After the installation, go to the gsplats repository, and run the below command. –data_dir is the folder where your images and sparse folder is located. And –result_dir is the folder where the model checkpoint and ply files will be stored.
$ CUDA_VISIBLE_DEVICES=0 python examples/simple_trainer.py default --data_dir /path/to/images/folder/ --data_factor 1 --result_dir ./results/dataset
After training is over you can see the output using the below command. Although during training, it opens up “viser”, the visualization tool in a browser.
$ python examples/simple_viewer.py --ckpt /path/to/model.pt
We’ve trained the model on various scenes, both small and large, and the results are impressive, as shown below. However, there are a few important considerations to understand before starting the training process.
Smaller Scene
Larger Scene
Gaussian Splatting Limitations
Gaussian splatting is very good in terms of a real time, photo-realistic 3D reconstruction, but it comes with the cost of multiple thing,
- You are representing a scene using millions of gaussians, and each of them has 5 parameters associated with it. So, because of this the final .ply file becomes very large (in 100-200 MB).
- Proper data collection is crucial. This means you need to capture images from every angle—front, back, left, right, and so on. Otherwise, the scene may look great from the angle you photographed, but not as well from other perspectives.
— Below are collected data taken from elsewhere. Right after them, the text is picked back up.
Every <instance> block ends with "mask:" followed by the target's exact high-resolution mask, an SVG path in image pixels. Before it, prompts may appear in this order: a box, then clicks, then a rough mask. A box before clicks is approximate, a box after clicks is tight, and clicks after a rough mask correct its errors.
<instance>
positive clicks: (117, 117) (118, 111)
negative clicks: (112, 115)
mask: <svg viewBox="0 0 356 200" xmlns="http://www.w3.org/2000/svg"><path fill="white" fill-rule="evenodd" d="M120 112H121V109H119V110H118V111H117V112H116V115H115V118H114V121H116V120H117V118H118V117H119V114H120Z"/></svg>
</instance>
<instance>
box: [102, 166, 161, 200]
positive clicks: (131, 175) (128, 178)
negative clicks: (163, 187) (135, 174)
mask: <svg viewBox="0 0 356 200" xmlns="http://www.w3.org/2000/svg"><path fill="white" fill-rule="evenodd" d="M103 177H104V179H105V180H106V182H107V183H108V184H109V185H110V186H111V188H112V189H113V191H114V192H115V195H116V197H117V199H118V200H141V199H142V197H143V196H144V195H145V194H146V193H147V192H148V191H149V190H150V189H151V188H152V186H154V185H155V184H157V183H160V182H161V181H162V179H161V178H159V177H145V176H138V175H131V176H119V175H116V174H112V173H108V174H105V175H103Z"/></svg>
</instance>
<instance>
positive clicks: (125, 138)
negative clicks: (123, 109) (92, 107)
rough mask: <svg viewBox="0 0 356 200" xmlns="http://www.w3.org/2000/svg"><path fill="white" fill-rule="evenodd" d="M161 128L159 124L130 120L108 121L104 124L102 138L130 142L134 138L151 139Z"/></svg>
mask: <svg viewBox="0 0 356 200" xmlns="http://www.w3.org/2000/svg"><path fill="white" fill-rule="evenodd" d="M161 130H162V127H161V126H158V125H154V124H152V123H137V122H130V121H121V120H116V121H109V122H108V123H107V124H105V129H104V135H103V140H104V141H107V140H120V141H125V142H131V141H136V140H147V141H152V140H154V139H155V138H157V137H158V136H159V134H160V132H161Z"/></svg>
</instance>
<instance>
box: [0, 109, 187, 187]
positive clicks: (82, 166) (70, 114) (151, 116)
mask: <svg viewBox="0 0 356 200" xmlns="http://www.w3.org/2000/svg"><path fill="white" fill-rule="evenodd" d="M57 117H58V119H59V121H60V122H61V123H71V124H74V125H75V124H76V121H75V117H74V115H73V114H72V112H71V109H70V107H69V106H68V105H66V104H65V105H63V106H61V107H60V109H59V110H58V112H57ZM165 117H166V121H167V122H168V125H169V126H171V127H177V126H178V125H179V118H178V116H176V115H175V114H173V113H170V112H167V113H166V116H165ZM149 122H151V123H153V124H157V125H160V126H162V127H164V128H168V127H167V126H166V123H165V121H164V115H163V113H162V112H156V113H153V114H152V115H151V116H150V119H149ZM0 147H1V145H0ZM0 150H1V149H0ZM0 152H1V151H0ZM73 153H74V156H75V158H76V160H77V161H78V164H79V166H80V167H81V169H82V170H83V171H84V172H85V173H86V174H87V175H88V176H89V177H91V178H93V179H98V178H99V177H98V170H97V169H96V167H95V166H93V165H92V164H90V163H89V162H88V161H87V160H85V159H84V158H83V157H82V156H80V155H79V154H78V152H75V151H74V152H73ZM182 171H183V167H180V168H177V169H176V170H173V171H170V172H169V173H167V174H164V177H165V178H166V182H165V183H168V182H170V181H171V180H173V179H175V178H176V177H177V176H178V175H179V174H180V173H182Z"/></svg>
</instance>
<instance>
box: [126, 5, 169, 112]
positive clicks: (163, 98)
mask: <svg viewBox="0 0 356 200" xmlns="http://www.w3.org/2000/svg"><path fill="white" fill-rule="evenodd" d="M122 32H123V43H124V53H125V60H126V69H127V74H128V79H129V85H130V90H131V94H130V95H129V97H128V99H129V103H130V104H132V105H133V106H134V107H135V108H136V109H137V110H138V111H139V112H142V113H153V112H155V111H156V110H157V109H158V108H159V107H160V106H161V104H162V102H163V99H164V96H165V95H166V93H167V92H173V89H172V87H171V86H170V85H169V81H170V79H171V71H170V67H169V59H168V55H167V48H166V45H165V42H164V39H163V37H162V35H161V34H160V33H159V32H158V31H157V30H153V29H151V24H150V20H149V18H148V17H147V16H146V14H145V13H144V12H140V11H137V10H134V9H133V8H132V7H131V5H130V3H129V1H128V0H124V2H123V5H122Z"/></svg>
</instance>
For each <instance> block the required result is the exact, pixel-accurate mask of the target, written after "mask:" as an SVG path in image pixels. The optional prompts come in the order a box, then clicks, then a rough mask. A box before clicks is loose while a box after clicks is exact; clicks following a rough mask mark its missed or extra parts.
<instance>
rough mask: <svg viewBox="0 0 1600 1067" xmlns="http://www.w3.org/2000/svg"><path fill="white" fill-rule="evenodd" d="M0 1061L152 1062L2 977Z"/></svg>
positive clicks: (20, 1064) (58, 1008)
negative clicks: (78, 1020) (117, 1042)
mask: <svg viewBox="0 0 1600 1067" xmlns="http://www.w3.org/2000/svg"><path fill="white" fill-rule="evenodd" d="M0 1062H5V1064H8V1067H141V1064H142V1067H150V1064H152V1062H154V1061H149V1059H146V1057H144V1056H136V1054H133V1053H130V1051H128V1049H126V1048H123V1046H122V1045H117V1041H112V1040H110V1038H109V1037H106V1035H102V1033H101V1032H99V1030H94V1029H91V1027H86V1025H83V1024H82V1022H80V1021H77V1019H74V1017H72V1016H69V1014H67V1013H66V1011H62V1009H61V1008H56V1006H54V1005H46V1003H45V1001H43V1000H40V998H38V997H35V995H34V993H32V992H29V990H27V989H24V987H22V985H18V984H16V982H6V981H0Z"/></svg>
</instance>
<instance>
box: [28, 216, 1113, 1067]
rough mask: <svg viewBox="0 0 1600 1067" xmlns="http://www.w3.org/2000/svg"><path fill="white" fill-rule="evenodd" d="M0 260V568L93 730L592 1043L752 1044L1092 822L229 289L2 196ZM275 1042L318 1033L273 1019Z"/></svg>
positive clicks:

- Even though the final output can be saved using ply files, it doesn’t mean that it only contains points, it has gaussians as well. So, viewing that can only be doing using some specific websites or softwares, below are few,
- SuperSplat (Visualize + Editing)
- 3D Gaussian Splatting with Three.js (Visualize)
- Viser (Visualize)
- Splatviz (Visualize + Editing)
- You can’t create a mesh from Original Gaussian Splatting implementation. To create a mesh out of a gaussian splat, you have to use “SuGaR: Surface-Aligned Gaussian Splatting for Efficient 3D Mesh Reconstruction” you can refer to this video to do so.
Key Takeaways
- No Neural Networks: Unlike NeRF or other approaches, 3DGS does not use neural networks, relying instead on mathematical optimization and tile-based rasterization.
- Data Representation: 3D scenes are represented as millions of 3D Gaussians characterized by their position, covariance, color, opacity, and spherical harmonic parameters for view-dependence.
- Optimization Pipeline: Adaptive density control refines Gaussians through pruning and densification, while the optimization process focuses on minimizing L1 loss and D-SSIM in view space.
- Tile-Based Rasterization: Efficient GPU-based rendering is achieved by culling, sorting, and processing Gaussians in parallel within screen-space tiles.
- Spherical Harmonics for View-Dependence: Gaussian colors are parameterized using Spherical Harmonics, encoding view-dependent appearance.
Conclusion
3D Gaussian Splatting (3DGS) is revolutionizing 3D graphics and vision by offering real-time, photorealistic 3D scene reconstruction without relying on neural networks. Its innovative use of 3D Gaussians and efficient rendering techniques addresses many challenges faced by traditional methods like photogrammetry and NeRF. While it has limitations, such as large file sizes and specific visualization requirements, its speed, scalability, and high-quality results make it a promising approach for applications in gaming, AR/VR, and real-time 3D content creation. Tools like gSplats further simplify its adoption, opening the door to new possibilities in 3D graphics and vision.